Wie hat sich die Betriebsratsarbeit in der Coronazeit entwickelt? Welche Themen sind in den Vordergrund gerückt oder neu hinzugekommen? Hat die Arbeitsbelastung für Betriebsrät*innen zugenommen? Wie hat sich in dieser Krisenzeit das Verhältnis zur Belegschaft und zum Management verändert?
Das Wirtschafts- und Sozialwissenschaftliche Institut (WSI) der Hans-Böckler-Stiftung hat im Jahr 2021 Betriebs- und Personalrätebefragungen bei rund 3900 Betrieben und Dienststellen durchgeführt. Die WSI-Forscher, Martin Behrens und Wolfram Brehmer haben die Daten ausgewertet und ihre neue Studie zur „Betriebs- und Personalratsarbeit in Zeiten der Covid-Pandemie“ im Mai 2022 veröffentlicht.

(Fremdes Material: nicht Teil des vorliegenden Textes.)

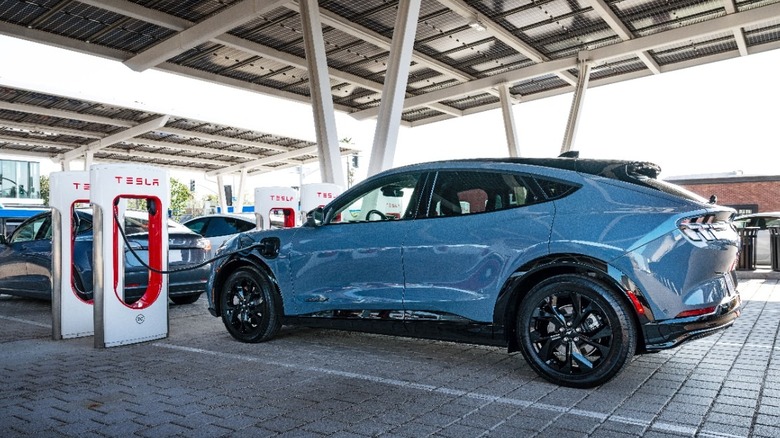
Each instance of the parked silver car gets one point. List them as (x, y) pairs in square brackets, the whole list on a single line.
[(220, 227)]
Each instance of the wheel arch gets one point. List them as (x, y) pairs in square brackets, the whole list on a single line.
[(251, 260), (532, 273)]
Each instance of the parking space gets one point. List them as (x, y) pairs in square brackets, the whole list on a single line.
[(307, 382)]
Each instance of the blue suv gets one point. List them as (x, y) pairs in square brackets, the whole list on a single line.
[(579, 264)]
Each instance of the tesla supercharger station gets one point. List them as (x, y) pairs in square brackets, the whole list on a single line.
[(274, 201), (317, 195), (72, 315), (117, 322)]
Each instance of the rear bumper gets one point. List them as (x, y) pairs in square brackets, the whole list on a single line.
[(670, 333)]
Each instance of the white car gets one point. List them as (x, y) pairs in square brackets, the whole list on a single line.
[(762, 222), (220, 227)]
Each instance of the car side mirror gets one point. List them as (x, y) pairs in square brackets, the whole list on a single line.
[(315, 217)]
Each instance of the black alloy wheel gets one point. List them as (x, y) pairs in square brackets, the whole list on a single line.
[(575, 331), (250, 305)]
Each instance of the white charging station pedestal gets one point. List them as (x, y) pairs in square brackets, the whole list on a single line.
[(317, 195), (116, 321), (270, 201), (72, 315)]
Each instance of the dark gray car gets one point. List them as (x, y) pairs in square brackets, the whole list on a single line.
[(25, 259)]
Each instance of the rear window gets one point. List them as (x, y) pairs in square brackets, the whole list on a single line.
[(672, 189)]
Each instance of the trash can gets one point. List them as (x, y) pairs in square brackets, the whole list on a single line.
[(774, 247), (747, 249)]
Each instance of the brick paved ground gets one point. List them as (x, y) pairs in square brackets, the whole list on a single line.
[(315, 383)]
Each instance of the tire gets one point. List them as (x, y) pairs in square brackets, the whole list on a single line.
[(250, 305), (185, 299), (575, 331)]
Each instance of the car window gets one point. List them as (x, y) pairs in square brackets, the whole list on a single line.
[(772, 222), (468, 192), (240, 225), (197, 225), (220, 226), (393, 198), (37, 229)]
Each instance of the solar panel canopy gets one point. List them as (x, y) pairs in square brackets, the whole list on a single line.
[(463, 51)]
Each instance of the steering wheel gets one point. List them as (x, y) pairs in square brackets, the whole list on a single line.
[(381, 215)]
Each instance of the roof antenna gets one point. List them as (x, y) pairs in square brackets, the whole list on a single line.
[(570, 154)]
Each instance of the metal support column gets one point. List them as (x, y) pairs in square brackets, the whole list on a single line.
[(221, 194), (394, 89), (509, 120), (322, 100), (238, 208), (577, 102), (89, 157)]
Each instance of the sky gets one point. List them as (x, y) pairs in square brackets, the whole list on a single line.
[(712, 119)]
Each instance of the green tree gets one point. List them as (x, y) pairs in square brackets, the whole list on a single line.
[(180, 198), (44, 184)]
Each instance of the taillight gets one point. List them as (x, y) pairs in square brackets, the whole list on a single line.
[(701, 227)]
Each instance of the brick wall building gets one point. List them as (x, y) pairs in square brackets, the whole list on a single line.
[(747, 194)]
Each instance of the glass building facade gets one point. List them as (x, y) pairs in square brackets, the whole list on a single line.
[(20, 182)]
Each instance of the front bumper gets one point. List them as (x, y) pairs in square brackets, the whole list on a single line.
[(660, 335)]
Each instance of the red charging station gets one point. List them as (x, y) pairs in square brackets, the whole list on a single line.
[(111, 187), (72, 315), (317, 195), (276, 201)]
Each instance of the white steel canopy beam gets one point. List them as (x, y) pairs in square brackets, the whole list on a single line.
[(223, 139), (577, 102), (322, 100), (265, 160), (606, 14), (739, 36), (119, 137), (509, 121), (396, 78), (463, 9), (62, 114), (178, 24), (711, 27), (218, 24)]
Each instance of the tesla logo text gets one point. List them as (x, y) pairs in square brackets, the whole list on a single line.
[(137, 181), (81, 186)]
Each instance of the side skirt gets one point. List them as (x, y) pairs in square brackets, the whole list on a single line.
[(452, 331)]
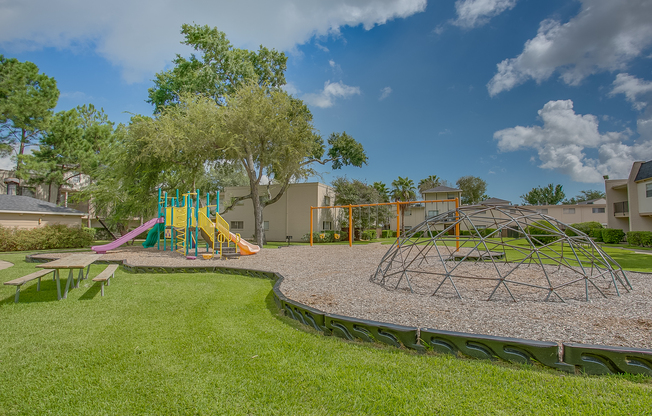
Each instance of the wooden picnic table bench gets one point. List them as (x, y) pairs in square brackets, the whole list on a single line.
[(22, 280), (107, 274)]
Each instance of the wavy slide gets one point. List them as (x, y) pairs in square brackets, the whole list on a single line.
[(130, 235)]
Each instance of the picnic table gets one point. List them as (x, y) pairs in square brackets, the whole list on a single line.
[(77, 261)]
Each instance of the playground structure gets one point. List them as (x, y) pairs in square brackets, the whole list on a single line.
[(504, 252), (182, 222), (398, 205)]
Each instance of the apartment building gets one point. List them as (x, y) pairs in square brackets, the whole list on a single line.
[(289, 216), (629, 201)]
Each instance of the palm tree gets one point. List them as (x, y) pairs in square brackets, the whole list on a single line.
[(403, 190), (429, 183)]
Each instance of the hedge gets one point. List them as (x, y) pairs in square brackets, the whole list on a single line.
[(640, 238), (612, 235), (48, 237)]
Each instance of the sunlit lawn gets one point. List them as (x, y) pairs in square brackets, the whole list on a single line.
[(213, 344)]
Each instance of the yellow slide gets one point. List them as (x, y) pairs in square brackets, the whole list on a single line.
[(208, 228)]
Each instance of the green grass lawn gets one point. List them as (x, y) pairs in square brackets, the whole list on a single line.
[(214, 344)]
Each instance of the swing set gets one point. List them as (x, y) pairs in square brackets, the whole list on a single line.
[(398, 215)]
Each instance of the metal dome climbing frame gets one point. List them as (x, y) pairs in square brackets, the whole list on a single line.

Folgende pandemiebezogene Themen haben einen Großteil der Betriebsratsarbeit ausgemacht (Auflistung nach abnehmender Relevanz):
- Corona und die Folgen für den Betriebsablauf (88 Prozent der Betriebsräte und 93 Prozent der Personalräte hatten sich damit beschäftigt)

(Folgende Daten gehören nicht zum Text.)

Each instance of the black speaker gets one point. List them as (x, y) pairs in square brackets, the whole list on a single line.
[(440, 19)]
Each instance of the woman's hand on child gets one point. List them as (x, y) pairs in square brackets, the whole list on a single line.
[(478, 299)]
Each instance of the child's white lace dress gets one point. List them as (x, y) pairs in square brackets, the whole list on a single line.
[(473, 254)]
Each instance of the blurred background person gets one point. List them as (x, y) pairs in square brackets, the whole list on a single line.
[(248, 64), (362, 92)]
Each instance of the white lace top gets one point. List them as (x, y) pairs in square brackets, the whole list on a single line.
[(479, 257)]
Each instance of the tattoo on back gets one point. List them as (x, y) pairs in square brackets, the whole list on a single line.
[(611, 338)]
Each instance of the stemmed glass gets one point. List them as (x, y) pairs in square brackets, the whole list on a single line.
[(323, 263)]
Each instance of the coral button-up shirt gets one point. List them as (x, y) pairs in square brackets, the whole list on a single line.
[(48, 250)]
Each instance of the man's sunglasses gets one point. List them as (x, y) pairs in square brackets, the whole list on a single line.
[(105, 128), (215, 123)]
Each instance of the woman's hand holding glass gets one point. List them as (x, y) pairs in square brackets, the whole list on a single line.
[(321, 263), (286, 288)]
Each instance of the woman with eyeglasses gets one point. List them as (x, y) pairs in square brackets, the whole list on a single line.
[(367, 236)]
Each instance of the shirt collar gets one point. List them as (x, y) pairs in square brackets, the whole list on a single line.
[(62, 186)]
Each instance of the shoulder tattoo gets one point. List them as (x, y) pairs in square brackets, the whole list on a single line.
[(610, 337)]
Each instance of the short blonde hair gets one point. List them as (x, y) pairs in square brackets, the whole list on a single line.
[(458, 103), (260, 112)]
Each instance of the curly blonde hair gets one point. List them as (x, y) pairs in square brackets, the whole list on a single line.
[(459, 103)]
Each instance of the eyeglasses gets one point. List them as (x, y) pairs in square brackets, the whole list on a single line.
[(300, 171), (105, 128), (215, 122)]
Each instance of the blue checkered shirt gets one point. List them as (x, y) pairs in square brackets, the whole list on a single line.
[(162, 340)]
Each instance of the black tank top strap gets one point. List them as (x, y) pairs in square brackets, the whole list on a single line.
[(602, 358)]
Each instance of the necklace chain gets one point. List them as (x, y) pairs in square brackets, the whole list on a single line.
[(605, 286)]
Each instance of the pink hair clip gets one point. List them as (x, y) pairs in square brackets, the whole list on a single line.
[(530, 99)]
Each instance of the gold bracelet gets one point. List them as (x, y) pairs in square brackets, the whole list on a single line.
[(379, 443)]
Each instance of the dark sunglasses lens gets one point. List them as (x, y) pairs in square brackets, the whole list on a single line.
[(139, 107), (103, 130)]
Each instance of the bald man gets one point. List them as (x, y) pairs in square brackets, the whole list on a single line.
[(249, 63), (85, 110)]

- Arbeitsschutz und Gesundheitsförderung
- Mobile Arbeit und Homeoffice
- Neue Techniken und Digitalisierung
Durch diese pandemiebedingte Zusatzarbeit hat sich der Stresspegel von Betriebs- und Personalräten insgesamt erhöht:
- 56 Prozent der Betriebs- und Personalräte gaben an, dass die Belastungen gestiegen sind
- 39 Prozent der Befragten hielten die Belastungen für unverändert
- 5 Prozent der Befragten berichteten von einem Rückgang der Belastungen
Von besonders hohen Arbeitsbelastungen waren vor allem Betriebs- und Personalräte in Großbetrieben betroffen sowie in Unternehmen, die eine verstärkte Digitalisierung durchgeführt haben, die von Insolvenz bedroht waren und deren Vertriebs- und Lieferwege verändert werden mussten.
Die Arbeitsbedingungen der Betriebs- und Personalräte selbst mussten an das Distanzgebot angepasst werden. Die Betriebsrats- bzw. Personalratssitzungen fanden in folgenden Formen statt:
- 38-42 Prozent in Präsenz
- rund 34 Prozent als Videokonferenz
- 18 Prozent als Telekonferenz
- 11 Prozent in hybrider Form
Vor allem in Großbetrieben und in der Informations- und Kommunikationsbranche sowie in Finanz- und Versicherungsunternehmen wurden die Sitzungen besonders häufig in digitaler Form durchgeführt.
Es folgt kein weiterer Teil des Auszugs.